The CIAC which oversees school sports in Connecticut has said in the past that they comply with state laws barring schools from discriminating against transgender athletes. The CIAC could lose financial assistance. The CIAC has responded, and that response, in full, is listed below.
“After an administrative investigation, the United States Office for Civil Rights has taken the position that any participation by any transgender female athlete in girls’ high school track and field deprives cis-gender girls of a meaningful opportunity to participate in violation of Title IX. These same issues are the subject of a federal court lawsuit brought by the same plaintiffs, Soule et al v. Connecticut Association of Schools, Inc. et al., Docket Number 3:20-CV-0021-RNC. which is in a very early stage. In 2013, The Connecticut Interscholastic Athletic Conference (CIAC) adopted its inclusive sports participation policy for transgender athletes in accordance with federal and state guidance and consistent with its commitment to providing opportunities for sports participation to all student athletes in Connecticut.

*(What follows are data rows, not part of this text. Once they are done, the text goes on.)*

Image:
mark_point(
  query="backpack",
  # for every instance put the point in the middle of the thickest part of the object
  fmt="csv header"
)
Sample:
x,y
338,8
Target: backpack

Multiple federal courts and government agencies, such as the Department of Justice and the Department of Education, have acknowledged that the term “sex” in Title IX is ambiguous and that historical usage of the term “sex” has not kept pace with contemporary science, advances in medical knowledge, and societal norms. In their February 22, 2017 Dear Colleague Letter, the United States Department of Justice and Department of Education withdrew earlier guidance documents that aligned with the CIAC’s policy, stating in part that such guidance had not be subject to any formal public process and further explaining that “there must be due regard for the primary role of the States and local school districts in establishing educational policy.” In accordance with this guidance, CIAC reexamined its sports participation policy in light of Connecticut law. As explained in the Motion to Intervene filed by the Connecticut Commission of Human Right and Opportunities, Connecticut law is clear and students who identify as female are to be recognized as female for all purposes–including high school sports. To do otherwise would not only be discriminatory but would deprive high school students of the meaningful opportunity to participate in educational activities, including inter-scholastic sports, based on sex-stereotyping and prejudice sought to be prevented by Title IX and Connecticut state law.”
The schools with the complaints listed are Glastonbury, Bloomfield, Hartford, Cromwell, Canton, and Danbury.